E’ quanto emerge da uno studio dice lo studio Isnart sulla stagione estiva, l’istituto nazionale ricerche turistiche. In Umbria sono in attività 9mila imprese turistiche, ma in un anno gli addetti del settore cono cresciuti di 940 e, da qui a fine anno, un’impresa su 4 prevede di assumere nuovi profili professionali. Tra le professionalità più ricercate c’è quella del cameriere di sala, ma 4 aziende su 10 dichiarano di non trovarli a causa del numero ridotto di candidati.
I voti dei turisti Sulle attrattività regionali, i turisti dimostrano di apprezzare il patrimonio culturale, il cibo, la natura e oltre ai costi di cibo e viaggio, le spese giornaliere sono di circa 54 euro a persona.
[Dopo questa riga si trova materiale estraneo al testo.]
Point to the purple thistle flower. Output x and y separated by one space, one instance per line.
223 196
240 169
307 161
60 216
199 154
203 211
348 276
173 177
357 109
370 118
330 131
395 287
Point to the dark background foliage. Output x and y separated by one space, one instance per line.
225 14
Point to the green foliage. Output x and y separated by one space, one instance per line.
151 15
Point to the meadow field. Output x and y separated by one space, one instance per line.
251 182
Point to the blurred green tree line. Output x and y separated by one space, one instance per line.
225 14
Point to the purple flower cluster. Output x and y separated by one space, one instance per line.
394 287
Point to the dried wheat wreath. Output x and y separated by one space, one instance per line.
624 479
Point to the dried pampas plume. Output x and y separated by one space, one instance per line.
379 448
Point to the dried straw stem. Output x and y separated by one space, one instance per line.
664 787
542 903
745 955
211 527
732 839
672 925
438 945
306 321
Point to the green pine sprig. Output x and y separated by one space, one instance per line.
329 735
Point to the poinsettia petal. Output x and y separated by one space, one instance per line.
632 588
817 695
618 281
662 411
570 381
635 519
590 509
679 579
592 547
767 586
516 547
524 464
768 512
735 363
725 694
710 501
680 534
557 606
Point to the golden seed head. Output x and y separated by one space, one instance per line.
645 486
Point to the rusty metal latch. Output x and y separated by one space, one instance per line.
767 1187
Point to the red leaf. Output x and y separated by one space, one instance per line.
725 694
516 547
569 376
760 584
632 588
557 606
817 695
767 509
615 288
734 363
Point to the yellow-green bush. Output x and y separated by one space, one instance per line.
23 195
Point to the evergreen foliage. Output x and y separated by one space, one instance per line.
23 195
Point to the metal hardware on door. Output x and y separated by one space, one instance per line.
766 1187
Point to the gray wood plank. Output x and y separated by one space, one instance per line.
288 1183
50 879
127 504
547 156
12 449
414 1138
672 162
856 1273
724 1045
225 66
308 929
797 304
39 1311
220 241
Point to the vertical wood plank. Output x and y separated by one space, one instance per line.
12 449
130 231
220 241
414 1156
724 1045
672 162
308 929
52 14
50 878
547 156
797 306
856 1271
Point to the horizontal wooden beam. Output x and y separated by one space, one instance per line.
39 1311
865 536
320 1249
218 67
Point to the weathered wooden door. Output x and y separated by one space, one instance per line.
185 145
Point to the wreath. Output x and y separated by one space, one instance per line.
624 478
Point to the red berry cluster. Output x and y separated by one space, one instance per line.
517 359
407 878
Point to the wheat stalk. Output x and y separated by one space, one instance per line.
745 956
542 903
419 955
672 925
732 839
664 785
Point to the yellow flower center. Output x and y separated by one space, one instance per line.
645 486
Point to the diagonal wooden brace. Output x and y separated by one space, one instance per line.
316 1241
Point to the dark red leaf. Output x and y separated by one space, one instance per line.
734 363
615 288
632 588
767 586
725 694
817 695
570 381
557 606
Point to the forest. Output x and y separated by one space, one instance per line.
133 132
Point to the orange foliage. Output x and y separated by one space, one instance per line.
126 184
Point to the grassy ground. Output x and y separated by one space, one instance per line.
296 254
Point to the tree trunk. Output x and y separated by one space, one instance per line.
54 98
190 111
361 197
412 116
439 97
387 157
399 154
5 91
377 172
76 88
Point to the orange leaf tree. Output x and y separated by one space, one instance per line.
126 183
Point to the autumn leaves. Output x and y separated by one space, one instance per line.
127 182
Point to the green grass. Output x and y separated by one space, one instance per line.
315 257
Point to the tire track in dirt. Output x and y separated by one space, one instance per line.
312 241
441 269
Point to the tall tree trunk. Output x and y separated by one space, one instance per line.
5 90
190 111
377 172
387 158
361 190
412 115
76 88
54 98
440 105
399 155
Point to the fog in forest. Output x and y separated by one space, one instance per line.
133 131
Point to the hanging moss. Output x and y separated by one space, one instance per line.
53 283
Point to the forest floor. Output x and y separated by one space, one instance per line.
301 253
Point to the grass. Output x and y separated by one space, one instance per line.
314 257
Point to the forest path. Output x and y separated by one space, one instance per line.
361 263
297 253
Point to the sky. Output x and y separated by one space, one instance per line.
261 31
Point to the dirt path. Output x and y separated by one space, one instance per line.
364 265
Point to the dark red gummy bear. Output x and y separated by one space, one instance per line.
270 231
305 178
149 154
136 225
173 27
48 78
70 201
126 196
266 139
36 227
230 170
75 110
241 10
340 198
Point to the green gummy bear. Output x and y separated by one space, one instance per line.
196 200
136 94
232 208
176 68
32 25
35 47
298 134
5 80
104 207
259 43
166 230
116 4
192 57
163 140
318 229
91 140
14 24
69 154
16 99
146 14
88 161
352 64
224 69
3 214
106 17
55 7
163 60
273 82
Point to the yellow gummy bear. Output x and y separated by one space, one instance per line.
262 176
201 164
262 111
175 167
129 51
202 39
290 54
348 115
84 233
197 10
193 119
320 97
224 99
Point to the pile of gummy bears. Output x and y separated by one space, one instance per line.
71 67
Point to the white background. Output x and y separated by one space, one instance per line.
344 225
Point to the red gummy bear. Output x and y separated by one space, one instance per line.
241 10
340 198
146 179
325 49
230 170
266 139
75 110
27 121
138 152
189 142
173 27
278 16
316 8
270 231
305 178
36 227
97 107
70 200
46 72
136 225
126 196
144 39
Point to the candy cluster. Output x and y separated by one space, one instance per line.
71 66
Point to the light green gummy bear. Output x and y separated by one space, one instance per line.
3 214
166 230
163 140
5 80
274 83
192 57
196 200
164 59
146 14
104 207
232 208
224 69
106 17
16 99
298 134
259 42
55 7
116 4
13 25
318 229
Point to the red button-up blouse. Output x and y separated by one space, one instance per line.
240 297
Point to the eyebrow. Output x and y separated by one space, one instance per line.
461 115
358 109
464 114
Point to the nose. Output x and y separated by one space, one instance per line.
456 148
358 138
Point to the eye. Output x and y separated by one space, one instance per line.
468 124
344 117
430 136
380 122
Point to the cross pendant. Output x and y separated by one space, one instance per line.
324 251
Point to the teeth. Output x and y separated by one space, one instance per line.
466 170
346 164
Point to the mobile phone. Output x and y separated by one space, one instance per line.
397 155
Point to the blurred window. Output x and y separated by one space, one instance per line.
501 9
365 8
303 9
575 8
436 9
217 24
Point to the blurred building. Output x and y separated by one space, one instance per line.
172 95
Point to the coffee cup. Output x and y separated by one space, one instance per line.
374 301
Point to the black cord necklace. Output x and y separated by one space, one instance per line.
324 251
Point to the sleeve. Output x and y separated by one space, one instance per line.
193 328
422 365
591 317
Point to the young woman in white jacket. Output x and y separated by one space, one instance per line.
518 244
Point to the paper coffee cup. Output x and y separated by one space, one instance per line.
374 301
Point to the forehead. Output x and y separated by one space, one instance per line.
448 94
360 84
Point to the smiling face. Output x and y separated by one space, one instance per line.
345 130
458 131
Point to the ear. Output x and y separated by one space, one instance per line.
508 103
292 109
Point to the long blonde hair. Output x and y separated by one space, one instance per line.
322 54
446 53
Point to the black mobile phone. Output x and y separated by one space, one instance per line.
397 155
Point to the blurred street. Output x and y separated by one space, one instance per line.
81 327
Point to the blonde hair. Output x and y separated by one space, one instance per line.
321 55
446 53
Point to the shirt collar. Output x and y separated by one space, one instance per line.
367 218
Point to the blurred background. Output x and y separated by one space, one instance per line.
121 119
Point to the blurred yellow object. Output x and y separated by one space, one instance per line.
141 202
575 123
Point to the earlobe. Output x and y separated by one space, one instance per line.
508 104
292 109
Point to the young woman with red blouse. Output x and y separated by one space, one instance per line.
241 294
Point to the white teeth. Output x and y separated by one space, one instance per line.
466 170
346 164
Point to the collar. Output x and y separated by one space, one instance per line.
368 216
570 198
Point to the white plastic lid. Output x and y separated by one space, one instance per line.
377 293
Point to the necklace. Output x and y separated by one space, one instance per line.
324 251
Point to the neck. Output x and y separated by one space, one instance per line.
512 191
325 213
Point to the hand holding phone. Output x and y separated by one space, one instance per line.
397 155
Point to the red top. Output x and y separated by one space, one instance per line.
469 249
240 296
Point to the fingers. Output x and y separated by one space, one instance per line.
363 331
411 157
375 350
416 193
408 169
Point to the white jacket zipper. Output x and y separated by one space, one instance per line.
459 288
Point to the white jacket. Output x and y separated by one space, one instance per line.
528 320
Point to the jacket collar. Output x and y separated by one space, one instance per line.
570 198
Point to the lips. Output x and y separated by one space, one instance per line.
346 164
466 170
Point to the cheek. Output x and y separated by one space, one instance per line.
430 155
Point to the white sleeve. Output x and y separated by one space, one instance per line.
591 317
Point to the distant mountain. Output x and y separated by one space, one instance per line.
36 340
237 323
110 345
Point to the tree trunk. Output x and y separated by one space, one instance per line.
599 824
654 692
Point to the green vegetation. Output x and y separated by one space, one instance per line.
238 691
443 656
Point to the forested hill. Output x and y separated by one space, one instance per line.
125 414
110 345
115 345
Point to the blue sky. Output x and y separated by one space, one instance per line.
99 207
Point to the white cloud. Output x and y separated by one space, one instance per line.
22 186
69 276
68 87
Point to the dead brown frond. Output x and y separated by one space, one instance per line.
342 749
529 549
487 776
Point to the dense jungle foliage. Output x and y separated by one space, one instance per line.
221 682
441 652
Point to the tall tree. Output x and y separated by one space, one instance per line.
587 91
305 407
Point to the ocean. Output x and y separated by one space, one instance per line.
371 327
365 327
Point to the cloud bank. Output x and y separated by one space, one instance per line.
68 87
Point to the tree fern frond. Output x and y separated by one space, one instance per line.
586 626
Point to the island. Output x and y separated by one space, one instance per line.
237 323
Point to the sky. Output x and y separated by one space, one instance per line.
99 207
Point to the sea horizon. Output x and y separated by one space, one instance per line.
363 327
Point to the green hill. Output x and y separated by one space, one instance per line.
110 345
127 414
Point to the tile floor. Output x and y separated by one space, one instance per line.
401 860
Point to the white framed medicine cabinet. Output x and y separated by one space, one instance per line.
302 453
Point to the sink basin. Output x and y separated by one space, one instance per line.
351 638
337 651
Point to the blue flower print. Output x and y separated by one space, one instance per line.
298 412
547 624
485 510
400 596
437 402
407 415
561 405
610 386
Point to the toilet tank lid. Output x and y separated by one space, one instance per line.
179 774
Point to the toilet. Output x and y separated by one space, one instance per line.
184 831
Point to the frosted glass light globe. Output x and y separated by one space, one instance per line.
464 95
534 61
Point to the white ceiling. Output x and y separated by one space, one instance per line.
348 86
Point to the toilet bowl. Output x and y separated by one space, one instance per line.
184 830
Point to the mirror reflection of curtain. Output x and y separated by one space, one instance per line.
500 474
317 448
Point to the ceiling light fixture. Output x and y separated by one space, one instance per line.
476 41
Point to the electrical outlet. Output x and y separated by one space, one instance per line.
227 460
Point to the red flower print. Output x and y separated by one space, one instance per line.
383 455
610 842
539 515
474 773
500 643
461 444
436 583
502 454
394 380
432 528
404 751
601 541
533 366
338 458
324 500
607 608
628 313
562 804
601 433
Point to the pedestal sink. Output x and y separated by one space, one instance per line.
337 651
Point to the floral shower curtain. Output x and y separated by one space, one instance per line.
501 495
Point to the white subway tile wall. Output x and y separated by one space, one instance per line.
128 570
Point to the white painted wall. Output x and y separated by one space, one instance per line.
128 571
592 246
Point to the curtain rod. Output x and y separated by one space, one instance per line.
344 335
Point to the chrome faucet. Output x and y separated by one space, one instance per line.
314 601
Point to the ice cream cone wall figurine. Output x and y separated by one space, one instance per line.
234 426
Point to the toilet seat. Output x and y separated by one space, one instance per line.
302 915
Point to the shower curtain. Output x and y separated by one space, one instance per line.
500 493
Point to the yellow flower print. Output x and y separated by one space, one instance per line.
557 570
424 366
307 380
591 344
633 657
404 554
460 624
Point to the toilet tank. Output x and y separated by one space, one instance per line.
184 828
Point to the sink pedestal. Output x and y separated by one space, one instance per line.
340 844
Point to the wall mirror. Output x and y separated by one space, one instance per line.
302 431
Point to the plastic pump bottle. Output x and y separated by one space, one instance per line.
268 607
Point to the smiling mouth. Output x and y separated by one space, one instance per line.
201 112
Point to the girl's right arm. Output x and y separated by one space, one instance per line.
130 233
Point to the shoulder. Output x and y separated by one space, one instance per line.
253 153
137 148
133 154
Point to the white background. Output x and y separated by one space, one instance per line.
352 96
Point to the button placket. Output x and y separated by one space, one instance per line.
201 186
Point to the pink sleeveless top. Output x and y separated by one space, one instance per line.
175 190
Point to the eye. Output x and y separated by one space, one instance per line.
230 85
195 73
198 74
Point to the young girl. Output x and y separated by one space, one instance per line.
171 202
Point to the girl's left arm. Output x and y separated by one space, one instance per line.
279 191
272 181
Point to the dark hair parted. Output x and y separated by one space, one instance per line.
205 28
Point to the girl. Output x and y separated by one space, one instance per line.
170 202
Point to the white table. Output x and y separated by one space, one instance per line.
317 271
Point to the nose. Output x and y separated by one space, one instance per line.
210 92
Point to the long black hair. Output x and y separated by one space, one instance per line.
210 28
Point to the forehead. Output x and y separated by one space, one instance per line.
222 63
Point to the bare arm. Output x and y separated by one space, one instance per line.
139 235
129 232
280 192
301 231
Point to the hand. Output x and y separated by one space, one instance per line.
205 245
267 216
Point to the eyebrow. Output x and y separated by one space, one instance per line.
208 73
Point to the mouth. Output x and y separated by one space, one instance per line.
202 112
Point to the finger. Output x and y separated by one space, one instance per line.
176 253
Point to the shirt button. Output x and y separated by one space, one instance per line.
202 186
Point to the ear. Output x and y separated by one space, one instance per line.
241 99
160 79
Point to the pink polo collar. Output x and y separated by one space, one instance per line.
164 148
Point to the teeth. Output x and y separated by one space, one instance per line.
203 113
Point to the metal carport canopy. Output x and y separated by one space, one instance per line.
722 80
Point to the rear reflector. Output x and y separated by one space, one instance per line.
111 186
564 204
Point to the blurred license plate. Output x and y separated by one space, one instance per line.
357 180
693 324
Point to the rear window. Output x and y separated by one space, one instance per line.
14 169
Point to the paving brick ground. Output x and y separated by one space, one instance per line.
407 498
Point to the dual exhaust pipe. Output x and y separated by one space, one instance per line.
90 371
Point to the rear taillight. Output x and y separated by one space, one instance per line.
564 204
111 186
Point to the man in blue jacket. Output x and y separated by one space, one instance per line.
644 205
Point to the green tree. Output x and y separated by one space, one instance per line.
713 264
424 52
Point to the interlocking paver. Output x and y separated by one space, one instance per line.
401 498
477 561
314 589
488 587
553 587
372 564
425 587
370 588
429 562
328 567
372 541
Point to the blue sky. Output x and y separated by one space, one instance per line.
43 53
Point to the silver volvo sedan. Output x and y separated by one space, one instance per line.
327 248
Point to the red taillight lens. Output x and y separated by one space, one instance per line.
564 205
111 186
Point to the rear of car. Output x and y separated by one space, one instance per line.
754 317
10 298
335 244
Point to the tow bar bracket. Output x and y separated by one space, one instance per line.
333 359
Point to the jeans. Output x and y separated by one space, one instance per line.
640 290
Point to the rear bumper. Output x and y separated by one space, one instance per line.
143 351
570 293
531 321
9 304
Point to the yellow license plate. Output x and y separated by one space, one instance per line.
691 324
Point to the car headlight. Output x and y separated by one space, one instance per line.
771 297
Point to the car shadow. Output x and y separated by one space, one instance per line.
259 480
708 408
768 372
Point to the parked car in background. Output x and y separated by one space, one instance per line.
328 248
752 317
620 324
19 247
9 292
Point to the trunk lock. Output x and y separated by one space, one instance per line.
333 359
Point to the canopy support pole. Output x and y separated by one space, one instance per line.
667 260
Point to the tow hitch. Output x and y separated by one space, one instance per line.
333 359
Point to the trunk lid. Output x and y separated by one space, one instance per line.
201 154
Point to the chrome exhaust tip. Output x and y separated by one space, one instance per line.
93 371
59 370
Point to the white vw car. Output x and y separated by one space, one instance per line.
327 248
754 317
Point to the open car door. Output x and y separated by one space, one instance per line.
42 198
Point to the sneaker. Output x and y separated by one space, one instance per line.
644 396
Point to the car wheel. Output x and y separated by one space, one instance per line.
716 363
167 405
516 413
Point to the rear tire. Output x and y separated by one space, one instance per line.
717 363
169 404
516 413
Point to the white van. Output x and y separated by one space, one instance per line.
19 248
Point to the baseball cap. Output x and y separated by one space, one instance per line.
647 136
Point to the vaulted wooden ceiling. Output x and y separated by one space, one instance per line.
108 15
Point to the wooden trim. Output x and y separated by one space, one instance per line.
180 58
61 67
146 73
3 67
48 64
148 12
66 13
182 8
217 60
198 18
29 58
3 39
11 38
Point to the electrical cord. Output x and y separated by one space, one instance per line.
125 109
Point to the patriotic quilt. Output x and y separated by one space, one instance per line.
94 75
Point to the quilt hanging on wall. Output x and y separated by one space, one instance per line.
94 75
Per quanto riguarda la permanenza media in regione, si attesta sulle 7.,5 notti e il grado di soddisfazione è di 8.3.
Male trasporti e ristorazione Molto apprezzata l’enogastronomia e l’ospitalità locale, mentre sono sotto la media i voti trasmessi di trasporti locali, l’intrattenimento e la ristorazione. Sul fronte promozione, il canale privilegiato rimane sempre il web, tanto che sono cresciute del 20 per cento le prenotazioni degli oltre 5 mila alloggi di Air bnb.
Focus estate 2023 E poi c’è la curiosità sul turismo durante Umbria Jazz e che riguarda le transazioni delle carte di credito che quest’anno superano il 2022 con un +31 per cento. Altro dato interessante è quello che riguarda la nazionalità dei turisti: solo l’11 per cento delle transazioni con le carte di credito riguardano un turismo internazionale, testimoniando quanto il festival del jazz sia apprezzato molto dal turismo italiano.